Antarctica is the continent within the Antarctic Circle, with an ice-covered territory of about 14 million square km. It is separated from the other continents by the following distances: from South America 1,000 km, from Africa 3,600 km, from Australia 2,250 km.

The geographical description is conventionally based on the quadrant theory, according to which the continent is divided into East and West Antarctica, using the Greenwich meridian at 90° East and 90° West as reference points. East Antarctica consists of the Australian and African quadrants and West Antarctica of the South American and Pacific quadrants. Each quadrant is named after the ocean or continent it faces, so 0° to 90° West is known as the South American quadrant, 90° to 180° West is called the Pacific. African from 0° to 90° east and Australian from 90° to 180° east. The South American quadrant is characterized by the Antarctic Peninsula and a large number of islands, the best known to the general public being the Orkney, Georgian, Sandwich and South Shetland Islands.
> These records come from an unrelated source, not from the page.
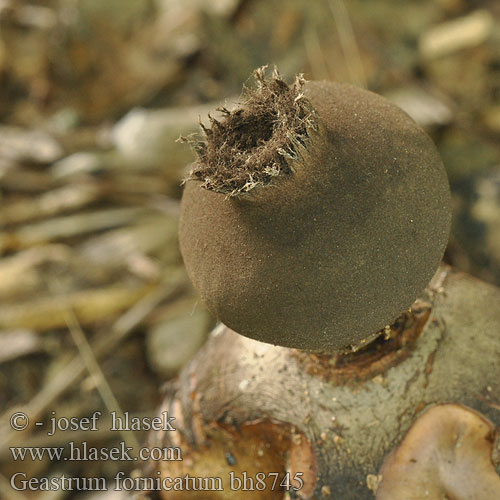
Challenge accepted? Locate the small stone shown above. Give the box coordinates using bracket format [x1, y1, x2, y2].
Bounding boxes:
[146, 302, 212, 377]
[366, 474, 382, 494]
[333, 434, 343, 445]
[321, 485, 331, 497]
[483, 106, 500, 134]
[0, 126, 63, 163]
[51, 152, 102, 178]
[111, 103, 218, 168]
[419, 10, 494, 59]
[386, 87, 453, 127]
[238, 379, 250, 391]
[0, 329, 41, 363]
There are also the Biscoe Islands, the Belgrano Islands and the largest on the continent, Alexander I Island. On the border of our quadrant with the Pacific is Peter I Island.
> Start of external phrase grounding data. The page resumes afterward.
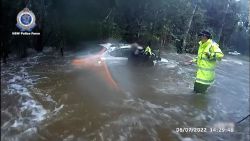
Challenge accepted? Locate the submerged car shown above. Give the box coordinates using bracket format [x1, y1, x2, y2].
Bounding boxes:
[101, 43, 161, 66]
[72, 43, 162, 89]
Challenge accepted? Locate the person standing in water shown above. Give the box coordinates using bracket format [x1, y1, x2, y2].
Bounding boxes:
[191, 31, 224, 93]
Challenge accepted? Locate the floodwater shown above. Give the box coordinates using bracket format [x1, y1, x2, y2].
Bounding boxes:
[1, 43, 249, 141]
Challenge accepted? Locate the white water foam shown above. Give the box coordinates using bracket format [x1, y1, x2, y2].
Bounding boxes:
[100, 43, 112, 49]
[11, 120, 23, 128]
[93, 98, 185, 141]
[21, 99, 47, 121]
[2, 55, 50, 138]
[222, 58, 243, 65]
[8, 84, 30, 96]
[53, 105, 64, 115]
[172, 130, 201, 141]
[160, 58, 169, 63]
[8, 76, 22, 83]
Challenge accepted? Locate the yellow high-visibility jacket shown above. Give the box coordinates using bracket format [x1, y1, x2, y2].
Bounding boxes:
[192, 39, 224, 85]
[145, 46, 152, 56]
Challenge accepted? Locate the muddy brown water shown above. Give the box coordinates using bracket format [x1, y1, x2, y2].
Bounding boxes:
[1, 45, 249, 141]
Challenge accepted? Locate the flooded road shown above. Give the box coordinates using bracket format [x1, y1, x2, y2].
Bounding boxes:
[1, 44, 249, 141]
Each quadrant is the subject of claims of ownership: the African quadrant is all claimed by Norway, but in a longitudinal sense, the Australian quadrant by Australia and New Zealand and there is, as is natural given its character as a former colonialist power, a French overlay. The Pacific quadrant, with the exception of a small sector claimed by New Zealand, is not claimed by anyone.

Politically, the situation is more complex. On the one hand, there is the American influence, moved as early as 1823 with Monroe’s doctrine of Pan-Americanism, aiming at the unification of America in a political and cultural sense, through the Organization of American States, established with the signing of the Bogota Charter in April 1948, a real Trojan horse for the imposition of the Antarctic Treaty, signed on 1 December 1959. With it, the legal status of Antarctic territory was reduced to that of the seabed or extraterrestrial space, it is for the common use of all mankind and no national sovereignty is recognized over it. The territory is reserved for peaceful uses and therefore demilitarized.